What happens thereafter? Does Dr. Vaseekaran win the battle against Pakshikaran? Or does Pakshikaran prove one-up on Dr. Vaseekaran? Is Chitti revived again? Does Dr. Vaseekaran survive? Does Pakshikaran survive?
Shankar’s concept of radiation from cell phones and cell phone towers harming the ecological balance and killing birds is unique, novel and fantastic. His story, woven around the concept, is both, interesting and engaging. The first half has its share of light moments and a good degree of intrigue value too. The second half is stretched a bit and gets boring in parts but the last half an hour is a visual delight. Yes, the fight-to-finish between Dr. Vaseekaran and Pakshikaran does look a bit unjustified if only because none of them is a villain in the true sense of the term. For, although Pakshikaran is now a threat to humankind, he is doing what he is doing for the good of the bird population and the ecological balance. A better and more solid reason for the ultimate fight would’ve made the drama more interesting and worthwhile. But the fast-moving screenplay (by Shankar) keeps the audience interest alive, and expectations, high. The visual effects and computer graphics quite make up for the few lapses in the script. As mentioned above, the climax may not be cent per cent convincing (script-wise) but the sheer presentation is mesmerising. Yes, the screenplay does not afford the usual and ultra-popular Rajinikanth antics – and that’s a minus point. Also, the screenplay is low on emotions. But the back story of Pakshikaran’s birth is so outstanding that it acts like a superb foundation for Pakshikaran’s actions. Abbas Tyrewala’s dialogues are good but not as punch-packed as they ought to have been.

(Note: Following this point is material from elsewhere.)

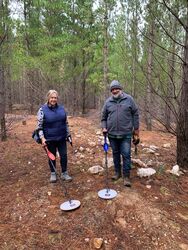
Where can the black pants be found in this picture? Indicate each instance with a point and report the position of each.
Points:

Rajinikanth, minus his antics this time, is very good as Dr. Vaseekaran, Chitti and Robot 3.0. His fans will simply adore him but they will definitely miss his typical stunts and antics. Akshay Kumar does a fine job as Pakshikaran. He is convincing when he is in human form and sober. His bird-like avtaar is excellent and his performance in that get-up is also wonderful. Amy Jackson plays human robot Neela effectively and exudes oomph. She looks very pretty too. Sudhanshu Pandey makes his mark in a brief role. Aadil Hussain lends able support as the home minister. Others provide adequate support.
Shankar’s direction is phenomenal. He has given the film a grand scale and has made it in a way that people will be blown off their minds with the computer graphics and visual effects, both of which are of international standards. The 3D conversion (by Prime Focus) is also terrific. A.R. Rahman’s music is ordinary. Background music is impactful. Bosco-Caesar’s choreography is fair. Nirav Shah’s cinematography is absolutely outstanding. The prosthetics (by Legacy Effects) deserve distinction marks. Action and stunts (by Kenny Bates, Nick Powell, Steven Griffin and Silva) are thrilling and exciting. Production designing (by T. Muthuraj) is of an excellent standard. Anthony’s editing is sharp. Dubbing is lovely.
On the whole, 2.0 (dubbed) is a surefire hit and will keep everyone associated with the film as also the audience very happy. It can easily touch the 100-crore mark in the first weekend itself.